I read a poem about Louisiana this morning.  We have bad weather from any direction, often.  It is so humid sometimes you think you will drown just breathing the air, but this late in my life, it has always been  home, even before Billy.  I was home with Billy even in a tent beside the river (would have been a stream in Louisiana), in whatever state we were in.  This was home before Billy, and it was his home before me.  I don't want to be anywhere else if he is not with me.

~LOUISIANA PRIDE~
She is a Lady; Her Treasures I've seen...
Steamboats and Bonfires and Creole Cuisine!
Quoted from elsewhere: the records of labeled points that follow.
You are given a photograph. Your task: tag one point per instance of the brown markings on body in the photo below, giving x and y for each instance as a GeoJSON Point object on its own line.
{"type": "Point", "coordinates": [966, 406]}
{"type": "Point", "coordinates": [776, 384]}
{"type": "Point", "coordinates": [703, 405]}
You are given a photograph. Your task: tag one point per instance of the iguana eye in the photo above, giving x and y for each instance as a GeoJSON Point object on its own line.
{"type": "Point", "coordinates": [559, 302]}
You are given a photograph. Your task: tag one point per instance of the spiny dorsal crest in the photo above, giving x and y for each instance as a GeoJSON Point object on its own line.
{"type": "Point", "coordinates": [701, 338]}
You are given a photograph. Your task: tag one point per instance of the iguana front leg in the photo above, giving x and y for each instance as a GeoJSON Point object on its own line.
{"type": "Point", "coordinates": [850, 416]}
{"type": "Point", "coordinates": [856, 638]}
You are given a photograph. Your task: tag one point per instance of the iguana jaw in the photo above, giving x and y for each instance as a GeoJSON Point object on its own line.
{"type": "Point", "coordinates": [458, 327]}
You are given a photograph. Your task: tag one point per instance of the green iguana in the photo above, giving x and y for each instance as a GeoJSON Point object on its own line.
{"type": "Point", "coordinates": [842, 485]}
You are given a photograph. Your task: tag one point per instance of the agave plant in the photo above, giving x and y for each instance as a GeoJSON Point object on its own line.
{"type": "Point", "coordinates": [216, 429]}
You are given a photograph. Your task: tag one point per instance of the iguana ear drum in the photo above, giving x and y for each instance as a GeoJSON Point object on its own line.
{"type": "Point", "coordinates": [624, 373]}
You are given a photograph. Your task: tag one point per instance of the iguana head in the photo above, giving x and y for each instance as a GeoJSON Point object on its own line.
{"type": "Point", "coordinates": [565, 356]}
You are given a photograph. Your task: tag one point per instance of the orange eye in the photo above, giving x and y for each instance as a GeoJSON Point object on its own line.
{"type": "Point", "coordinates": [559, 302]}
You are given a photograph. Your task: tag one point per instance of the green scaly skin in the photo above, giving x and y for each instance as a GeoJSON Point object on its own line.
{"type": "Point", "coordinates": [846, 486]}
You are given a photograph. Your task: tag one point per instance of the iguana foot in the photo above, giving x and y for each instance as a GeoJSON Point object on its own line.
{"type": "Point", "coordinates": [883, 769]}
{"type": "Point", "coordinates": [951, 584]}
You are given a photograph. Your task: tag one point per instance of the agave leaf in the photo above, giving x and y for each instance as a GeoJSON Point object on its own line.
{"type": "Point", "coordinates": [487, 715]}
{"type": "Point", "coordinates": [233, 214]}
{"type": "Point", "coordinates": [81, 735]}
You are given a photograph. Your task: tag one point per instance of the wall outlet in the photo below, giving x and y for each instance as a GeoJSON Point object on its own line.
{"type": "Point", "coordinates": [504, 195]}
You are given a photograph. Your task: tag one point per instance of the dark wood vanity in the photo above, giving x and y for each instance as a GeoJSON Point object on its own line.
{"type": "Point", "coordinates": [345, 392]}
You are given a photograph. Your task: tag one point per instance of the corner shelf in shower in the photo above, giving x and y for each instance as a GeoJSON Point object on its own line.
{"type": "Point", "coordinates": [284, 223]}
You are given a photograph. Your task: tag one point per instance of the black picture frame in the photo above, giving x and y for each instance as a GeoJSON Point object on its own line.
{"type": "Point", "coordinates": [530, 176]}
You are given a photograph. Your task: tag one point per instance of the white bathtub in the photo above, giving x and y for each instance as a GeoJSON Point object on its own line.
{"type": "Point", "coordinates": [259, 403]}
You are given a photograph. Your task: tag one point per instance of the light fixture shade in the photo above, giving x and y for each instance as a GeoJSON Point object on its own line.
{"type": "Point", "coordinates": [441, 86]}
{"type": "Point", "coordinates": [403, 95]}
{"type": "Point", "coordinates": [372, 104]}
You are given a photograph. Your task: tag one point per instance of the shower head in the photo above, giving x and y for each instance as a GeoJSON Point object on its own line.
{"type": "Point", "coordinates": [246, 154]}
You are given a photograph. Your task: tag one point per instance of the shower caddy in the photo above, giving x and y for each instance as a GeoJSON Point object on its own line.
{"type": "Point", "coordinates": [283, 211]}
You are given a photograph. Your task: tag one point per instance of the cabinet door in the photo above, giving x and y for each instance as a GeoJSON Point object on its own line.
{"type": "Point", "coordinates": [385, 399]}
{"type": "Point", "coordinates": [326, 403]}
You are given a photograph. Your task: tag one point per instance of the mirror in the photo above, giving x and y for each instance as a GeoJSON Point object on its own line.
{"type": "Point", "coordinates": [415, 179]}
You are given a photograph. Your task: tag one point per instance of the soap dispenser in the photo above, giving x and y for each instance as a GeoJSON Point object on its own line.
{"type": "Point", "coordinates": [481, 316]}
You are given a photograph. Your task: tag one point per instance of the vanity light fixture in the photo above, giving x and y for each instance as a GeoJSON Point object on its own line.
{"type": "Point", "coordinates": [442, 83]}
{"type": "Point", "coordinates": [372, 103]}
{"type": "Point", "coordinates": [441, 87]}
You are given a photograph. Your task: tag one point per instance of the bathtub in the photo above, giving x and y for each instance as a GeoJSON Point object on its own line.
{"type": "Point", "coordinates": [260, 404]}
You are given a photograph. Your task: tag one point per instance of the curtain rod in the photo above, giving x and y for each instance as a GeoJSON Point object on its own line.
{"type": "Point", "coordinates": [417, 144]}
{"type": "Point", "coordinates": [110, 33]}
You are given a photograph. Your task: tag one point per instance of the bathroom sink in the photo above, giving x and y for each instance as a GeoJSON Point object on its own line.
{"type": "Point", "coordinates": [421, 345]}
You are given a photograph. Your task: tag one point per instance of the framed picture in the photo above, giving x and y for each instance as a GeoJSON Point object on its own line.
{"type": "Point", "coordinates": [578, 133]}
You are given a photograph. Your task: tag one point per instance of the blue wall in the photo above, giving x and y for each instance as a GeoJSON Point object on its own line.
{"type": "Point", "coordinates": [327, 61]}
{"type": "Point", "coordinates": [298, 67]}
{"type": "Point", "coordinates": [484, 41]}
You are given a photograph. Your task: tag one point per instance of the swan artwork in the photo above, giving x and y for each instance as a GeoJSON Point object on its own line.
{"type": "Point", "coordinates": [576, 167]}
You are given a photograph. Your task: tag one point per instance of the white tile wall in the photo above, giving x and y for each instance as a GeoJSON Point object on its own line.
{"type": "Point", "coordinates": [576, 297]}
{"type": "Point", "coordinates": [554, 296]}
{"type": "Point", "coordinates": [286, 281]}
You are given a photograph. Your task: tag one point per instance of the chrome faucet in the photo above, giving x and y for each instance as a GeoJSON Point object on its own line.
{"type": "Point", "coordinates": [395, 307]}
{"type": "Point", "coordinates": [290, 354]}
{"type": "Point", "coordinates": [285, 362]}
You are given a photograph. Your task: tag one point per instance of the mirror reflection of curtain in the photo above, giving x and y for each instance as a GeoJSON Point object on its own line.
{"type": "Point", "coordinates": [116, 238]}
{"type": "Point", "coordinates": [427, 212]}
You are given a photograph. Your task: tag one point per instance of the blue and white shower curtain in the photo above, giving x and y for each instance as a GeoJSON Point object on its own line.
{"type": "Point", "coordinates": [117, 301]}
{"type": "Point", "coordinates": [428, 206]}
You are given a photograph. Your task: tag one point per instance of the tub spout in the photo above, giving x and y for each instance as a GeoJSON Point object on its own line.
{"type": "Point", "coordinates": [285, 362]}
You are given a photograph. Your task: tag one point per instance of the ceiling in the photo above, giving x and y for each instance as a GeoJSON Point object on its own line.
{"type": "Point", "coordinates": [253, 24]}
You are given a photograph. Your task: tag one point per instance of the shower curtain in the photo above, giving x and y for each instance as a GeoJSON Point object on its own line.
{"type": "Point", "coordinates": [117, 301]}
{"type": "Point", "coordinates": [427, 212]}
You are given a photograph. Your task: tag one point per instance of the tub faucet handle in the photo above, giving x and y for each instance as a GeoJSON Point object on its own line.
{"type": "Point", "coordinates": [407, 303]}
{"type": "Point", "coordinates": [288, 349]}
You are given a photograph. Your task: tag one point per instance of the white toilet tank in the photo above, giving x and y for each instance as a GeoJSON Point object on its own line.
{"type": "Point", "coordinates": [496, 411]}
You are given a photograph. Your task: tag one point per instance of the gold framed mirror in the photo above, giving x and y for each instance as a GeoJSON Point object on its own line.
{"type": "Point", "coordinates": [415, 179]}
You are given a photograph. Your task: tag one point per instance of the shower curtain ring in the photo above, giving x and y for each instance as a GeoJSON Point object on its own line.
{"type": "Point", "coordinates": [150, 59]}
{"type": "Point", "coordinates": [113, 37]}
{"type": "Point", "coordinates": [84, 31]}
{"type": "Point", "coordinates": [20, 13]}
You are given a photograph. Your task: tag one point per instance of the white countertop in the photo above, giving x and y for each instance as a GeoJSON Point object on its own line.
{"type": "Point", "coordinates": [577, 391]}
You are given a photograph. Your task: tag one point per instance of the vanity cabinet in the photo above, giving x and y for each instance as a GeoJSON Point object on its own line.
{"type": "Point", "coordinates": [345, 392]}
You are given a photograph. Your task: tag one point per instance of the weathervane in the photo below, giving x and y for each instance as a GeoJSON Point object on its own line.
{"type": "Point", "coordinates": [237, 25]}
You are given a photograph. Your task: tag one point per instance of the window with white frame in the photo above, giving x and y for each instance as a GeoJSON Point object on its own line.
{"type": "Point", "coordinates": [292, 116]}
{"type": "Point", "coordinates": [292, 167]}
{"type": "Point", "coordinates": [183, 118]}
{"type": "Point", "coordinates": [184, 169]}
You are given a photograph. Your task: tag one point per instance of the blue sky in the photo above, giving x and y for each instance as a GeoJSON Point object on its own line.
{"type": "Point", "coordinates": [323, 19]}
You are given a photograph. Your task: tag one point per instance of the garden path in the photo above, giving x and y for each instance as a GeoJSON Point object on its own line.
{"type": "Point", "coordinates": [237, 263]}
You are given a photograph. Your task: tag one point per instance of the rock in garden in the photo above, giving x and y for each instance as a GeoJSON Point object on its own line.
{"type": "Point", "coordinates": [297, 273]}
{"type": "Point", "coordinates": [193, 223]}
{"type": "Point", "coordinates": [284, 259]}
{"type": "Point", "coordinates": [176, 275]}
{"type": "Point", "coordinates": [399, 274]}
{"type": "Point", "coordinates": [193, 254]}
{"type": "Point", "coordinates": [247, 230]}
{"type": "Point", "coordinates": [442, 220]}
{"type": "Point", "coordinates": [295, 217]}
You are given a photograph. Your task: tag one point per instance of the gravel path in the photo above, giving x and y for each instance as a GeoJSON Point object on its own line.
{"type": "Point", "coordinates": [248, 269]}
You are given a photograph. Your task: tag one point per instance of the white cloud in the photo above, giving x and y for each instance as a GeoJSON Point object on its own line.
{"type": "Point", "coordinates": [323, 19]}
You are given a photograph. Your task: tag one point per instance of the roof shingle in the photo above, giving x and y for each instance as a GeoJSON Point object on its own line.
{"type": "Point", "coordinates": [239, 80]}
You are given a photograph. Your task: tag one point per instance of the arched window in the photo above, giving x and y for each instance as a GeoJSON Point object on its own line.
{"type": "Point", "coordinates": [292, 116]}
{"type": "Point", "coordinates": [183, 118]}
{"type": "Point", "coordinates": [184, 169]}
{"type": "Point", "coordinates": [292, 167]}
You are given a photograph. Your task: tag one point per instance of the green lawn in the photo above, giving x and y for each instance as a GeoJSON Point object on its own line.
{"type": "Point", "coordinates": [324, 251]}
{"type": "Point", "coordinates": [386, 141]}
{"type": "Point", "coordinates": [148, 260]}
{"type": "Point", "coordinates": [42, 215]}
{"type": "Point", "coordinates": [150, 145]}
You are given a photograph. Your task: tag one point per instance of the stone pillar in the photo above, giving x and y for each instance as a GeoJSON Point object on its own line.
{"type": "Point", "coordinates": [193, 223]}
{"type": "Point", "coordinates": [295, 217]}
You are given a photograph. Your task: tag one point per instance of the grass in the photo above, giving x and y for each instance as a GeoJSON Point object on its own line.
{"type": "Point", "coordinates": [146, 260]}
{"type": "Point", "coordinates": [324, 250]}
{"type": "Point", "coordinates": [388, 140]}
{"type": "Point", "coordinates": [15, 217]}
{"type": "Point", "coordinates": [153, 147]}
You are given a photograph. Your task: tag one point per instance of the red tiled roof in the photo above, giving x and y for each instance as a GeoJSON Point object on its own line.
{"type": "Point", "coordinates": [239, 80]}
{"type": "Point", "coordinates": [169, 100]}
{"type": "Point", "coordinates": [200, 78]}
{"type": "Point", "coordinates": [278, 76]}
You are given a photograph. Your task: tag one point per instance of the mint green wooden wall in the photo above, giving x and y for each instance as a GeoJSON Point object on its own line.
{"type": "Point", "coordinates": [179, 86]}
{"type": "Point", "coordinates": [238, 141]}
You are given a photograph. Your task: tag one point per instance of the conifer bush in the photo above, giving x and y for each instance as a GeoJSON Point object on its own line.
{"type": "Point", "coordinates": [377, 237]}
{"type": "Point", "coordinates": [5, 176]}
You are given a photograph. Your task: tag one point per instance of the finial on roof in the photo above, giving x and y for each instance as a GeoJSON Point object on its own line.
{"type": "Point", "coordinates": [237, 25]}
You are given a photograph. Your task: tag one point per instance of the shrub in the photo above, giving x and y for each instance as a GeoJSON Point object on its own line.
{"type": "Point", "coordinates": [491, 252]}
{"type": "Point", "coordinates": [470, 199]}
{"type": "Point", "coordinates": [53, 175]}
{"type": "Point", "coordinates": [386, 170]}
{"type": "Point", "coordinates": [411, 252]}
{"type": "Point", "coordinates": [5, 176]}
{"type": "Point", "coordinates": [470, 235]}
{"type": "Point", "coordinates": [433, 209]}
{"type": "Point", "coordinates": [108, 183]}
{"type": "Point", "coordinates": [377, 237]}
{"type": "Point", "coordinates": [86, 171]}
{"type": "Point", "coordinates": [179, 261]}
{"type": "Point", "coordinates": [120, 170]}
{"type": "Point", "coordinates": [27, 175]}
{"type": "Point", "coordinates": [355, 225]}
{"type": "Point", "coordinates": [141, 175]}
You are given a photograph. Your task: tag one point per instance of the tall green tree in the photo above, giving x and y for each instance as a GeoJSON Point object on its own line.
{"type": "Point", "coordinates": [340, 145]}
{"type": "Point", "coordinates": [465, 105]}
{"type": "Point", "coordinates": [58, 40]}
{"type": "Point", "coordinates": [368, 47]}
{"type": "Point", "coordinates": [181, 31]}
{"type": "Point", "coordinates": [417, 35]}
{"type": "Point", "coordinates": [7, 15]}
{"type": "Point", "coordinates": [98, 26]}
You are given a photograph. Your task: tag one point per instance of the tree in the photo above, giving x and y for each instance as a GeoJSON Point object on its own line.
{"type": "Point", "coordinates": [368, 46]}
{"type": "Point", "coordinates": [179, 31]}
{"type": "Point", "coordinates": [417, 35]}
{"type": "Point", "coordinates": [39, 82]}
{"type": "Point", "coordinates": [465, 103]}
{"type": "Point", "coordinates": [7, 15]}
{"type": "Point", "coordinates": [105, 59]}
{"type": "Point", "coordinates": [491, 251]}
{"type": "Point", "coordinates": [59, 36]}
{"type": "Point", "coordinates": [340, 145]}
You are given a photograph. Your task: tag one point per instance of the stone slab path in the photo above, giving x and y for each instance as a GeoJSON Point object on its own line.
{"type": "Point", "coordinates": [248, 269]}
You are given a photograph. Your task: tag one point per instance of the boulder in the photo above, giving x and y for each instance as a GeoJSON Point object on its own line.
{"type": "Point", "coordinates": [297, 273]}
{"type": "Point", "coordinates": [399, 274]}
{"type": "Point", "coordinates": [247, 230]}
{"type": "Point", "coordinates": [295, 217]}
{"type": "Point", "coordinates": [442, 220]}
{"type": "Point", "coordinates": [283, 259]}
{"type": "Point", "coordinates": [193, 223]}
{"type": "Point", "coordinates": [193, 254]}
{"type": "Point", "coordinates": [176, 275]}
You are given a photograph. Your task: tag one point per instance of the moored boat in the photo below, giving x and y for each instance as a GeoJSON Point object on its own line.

Strawberries and Seafood, Sugarcane and Rice,
Mardi Gras, Cotton and Hot Cajun Spice!
Marshlands and Campgrounds, Bayous and Beaches,
Melons, Pecans and don't forget peaches!
She's the Belle of the Ball! What else can I say?
She's magic and music and Cafe au Lait!
Down by the levee near a plantation gate...
Where pirogues drift and festivals wait!
She's Spanish-Moss Mornings, A place I know well...
A walk by the River, a distant church bell!
She's Zydeco, Gospel, She's Blues and She's Jazz...
Just something about her no other state has!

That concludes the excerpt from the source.